Open ID is an open standard for single sign on. You create your Open ID account, and use it to log in to any service that supports the standard. This is not a new idea; the most famous being Microsoft’s Passport. However, it will succeed where the others have failed. It must succeed in order for the web to mature as a true operating platform. The philosophy behind it is that you control your identity and the means to authorize it. The task is most often handled by a trusted third party. However the open nature of the standard allows the truly security conscious to roll their own.
Open ID is a great example of how true security can only come from an open system. Historically, security is handled by secrecy. You may have herd the term “security through obscurity”, a philosophy I wholly disagree with. The idea is that you can protect an item with a secret. For example, you might protect your valuables in a safe with a combination lock. But what if that hypothetical combination lock had a fundamental security flaw? That safe is now only as secure as that secret. An open system does not have this problem. When a flaw is found, the lock is simply swapped out for an improved one. And, the new lock is free.
The standard applies this open security principle to your web site log in. First you sign up with an Open ID provider, or host your own Open ID server. Once you have your log in, you can use it for any web site that supports Open ID. That site relies on your Open ID provider to validate your log in. They don’t have to store your password, and you don’t have to worry about their giving away your password. This means that all of your web accounts are now as secure as your Open ID provider. Since you own your Open ID, you can easily change providers. One log in also means only one password to keep track of, so you can presumably change it more often.
The next step for Open ID is to expand to your personal profile. Imagine a day where you have the ease of Amazon “one click purchasing” for every site you visit. I think we’re all sick of filling out address forms and confirming email addresses. By controlling our profiles, we can actively determine what information a site can have. For example, the day may come where you can provide your address to an online merchant, but it is only viewable to the shipping company. It’s only a matter of time before features like this become available, another benefit of an open system. I suspect we will see it sooner rather than later.

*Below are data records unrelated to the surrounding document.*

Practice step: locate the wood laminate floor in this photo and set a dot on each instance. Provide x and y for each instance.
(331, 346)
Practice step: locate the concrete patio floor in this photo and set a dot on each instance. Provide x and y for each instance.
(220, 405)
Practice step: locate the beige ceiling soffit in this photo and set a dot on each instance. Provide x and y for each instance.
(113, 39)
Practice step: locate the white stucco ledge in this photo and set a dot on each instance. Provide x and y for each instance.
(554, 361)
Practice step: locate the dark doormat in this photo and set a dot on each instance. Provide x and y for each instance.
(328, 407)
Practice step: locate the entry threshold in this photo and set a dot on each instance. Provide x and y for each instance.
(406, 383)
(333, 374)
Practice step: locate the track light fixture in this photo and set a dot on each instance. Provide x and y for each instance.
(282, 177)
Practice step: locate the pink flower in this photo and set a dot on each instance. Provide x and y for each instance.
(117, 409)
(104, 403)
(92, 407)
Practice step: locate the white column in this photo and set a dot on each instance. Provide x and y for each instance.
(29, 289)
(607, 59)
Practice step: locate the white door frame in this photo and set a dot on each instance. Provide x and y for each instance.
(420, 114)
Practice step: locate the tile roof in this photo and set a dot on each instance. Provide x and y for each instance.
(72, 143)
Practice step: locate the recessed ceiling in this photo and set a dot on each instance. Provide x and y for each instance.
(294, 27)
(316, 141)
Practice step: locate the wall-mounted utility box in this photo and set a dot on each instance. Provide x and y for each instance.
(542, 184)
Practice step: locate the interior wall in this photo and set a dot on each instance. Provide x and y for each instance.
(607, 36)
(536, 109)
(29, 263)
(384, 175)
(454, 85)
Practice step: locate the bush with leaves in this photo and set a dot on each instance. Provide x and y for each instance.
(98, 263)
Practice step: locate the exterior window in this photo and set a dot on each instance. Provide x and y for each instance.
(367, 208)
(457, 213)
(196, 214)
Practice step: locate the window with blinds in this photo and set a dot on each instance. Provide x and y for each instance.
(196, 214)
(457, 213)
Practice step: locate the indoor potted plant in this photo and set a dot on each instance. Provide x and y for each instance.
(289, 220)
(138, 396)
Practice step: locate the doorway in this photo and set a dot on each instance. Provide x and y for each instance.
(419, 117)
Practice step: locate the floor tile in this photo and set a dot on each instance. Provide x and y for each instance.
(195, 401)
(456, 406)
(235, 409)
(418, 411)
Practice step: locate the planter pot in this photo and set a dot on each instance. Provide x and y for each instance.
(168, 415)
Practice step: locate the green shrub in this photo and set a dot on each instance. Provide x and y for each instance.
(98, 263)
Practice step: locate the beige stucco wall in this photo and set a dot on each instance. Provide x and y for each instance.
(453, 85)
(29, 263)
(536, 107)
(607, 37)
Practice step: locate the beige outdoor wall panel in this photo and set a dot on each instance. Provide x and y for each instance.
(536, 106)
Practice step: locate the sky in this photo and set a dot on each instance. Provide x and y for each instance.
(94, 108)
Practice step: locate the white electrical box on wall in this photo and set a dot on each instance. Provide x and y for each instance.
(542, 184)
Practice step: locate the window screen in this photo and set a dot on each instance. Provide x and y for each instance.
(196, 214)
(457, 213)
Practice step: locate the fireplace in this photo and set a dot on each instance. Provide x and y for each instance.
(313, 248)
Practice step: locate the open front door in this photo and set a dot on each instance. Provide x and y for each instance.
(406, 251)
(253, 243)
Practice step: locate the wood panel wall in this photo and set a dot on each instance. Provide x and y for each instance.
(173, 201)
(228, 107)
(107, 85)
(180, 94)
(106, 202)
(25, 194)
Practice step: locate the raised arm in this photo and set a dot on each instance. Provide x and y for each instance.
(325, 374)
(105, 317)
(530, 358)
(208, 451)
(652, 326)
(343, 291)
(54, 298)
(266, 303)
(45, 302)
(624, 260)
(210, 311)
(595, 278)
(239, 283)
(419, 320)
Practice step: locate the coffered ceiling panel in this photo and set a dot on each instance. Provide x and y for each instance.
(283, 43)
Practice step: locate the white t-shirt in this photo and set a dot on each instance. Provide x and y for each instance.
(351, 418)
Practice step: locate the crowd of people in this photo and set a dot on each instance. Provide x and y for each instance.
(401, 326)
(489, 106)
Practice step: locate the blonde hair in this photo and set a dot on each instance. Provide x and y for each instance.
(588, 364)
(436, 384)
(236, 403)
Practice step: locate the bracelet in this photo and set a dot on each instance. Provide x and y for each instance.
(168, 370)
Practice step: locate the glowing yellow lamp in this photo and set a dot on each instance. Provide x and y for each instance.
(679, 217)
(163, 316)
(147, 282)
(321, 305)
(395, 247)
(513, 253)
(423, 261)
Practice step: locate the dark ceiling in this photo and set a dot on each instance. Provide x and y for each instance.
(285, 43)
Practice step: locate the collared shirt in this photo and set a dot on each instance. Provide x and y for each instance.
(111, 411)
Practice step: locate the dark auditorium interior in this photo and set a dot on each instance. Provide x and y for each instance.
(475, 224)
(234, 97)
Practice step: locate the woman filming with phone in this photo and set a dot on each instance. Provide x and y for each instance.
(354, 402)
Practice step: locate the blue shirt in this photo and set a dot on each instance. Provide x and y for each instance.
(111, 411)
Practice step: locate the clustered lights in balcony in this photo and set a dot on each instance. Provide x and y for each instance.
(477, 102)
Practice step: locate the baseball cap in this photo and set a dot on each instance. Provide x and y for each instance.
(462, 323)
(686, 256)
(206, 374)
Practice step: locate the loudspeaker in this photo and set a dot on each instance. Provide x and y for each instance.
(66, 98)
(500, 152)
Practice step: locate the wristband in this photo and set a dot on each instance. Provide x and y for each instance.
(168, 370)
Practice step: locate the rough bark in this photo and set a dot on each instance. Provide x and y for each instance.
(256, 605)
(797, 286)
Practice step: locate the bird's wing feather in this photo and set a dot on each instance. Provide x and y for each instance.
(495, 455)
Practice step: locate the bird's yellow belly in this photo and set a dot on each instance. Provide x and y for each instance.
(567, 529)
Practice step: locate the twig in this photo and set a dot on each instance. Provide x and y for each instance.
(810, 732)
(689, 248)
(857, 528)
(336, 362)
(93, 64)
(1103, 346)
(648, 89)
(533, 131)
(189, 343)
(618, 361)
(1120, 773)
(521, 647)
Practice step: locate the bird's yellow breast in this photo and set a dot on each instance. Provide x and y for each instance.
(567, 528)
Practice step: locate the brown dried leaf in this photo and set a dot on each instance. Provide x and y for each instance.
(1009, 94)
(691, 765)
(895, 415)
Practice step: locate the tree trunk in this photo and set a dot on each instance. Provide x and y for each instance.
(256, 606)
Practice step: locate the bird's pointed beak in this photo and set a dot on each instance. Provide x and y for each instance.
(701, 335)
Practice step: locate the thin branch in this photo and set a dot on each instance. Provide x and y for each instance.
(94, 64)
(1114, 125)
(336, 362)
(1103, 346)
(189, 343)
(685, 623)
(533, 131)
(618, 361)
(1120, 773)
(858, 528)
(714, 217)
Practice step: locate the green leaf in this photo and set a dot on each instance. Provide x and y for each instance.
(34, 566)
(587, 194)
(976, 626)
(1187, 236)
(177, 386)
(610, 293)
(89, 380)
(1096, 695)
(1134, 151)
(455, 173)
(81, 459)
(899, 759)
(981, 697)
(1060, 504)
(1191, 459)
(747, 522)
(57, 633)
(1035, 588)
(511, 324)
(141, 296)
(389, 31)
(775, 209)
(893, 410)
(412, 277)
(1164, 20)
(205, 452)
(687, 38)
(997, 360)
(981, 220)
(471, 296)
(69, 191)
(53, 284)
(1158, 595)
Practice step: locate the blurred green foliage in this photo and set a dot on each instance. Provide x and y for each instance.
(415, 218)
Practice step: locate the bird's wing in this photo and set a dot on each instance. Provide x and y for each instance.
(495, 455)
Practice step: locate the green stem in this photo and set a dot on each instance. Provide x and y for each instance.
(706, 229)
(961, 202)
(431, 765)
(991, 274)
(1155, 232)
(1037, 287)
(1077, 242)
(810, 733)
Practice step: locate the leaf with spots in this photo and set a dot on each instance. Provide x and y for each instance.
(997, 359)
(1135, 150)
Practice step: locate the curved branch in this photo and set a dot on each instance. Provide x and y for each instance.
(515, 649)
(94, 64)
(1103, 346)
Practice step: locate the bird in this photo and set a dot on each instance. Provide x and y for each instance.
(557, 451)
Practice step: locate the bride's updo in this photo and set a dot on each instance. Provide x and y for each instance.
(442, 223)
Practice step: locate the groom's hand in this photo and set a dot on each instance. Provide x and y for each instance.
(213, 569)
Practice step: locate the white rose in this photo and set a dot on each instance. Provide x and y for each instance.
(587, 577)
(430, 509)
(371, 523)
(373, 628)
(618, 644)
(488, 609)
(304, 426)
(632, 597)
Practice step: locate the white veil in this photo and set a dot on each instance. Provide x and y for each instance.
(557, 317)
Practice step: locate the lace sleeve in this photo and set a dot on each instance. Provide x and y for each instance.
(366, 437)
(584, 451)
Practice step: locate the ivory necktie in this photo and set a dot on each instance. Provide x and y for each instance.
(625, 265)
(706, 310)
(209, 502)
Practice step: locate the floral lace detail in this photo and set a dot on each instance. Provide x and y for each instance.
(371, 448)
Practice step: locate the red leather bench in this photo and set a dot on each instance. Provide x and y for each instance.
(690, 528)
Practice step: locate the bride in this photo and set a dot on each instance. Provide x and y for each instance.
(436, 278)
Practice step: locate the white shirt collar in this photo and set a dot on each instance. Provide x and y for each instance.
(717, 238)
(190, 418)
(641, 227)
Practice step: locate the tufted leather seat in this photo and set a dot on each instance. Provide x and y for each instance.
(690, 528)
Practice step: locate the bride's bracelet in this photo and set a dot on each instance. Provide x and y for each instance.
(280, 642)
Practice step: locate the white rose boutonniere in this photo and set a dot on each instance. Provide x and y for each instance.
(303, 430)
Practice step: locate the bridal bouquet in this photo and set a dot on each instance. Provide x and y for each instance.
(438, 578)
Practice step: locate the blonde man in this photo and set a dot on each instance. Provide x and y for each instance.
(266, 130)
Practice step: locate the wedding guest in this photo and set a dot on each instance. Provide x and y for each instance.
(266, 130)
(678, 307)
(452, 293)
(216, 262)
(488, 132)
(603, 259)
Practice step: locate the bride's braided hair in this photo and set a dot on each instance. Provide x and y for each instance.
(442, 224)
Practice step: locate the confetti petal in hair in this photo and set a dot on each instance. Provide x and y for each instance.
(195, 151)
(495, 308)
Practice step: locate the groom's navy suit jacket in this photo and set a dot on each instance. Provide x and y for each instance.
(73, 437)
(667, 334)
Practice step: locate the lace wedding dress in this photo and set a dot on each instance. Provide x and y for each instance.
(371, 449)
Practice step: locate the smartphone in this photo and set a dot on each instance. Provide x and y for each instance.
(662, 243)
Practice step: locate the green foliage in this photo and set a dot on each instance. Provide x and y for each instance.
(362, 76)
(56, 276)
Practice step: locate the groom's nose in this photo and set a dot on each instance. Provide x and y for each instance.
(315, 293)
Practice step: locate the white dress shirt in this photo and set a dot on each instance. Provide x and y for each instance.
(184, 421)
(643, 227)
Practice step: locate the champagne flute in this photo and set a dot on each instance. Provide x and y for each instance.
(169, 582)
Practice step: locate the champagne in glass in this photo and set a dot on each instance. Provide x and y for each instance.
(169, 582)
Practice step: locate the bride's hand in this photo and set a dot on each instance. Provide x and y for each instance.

My only complaint about Open ID is that not nearly enough web sites support it at the moment. If you are like me, you’re swimming in passwords. The benefits to a business are in never having to deal with authentication again. That makes for one less liability. Once more businesses catch wind of this it’s going to be hard to find web sites without Open ID. I don’t think this can happen fast enough. I’m getting tired of managing my password list and can’t wait to throw it away.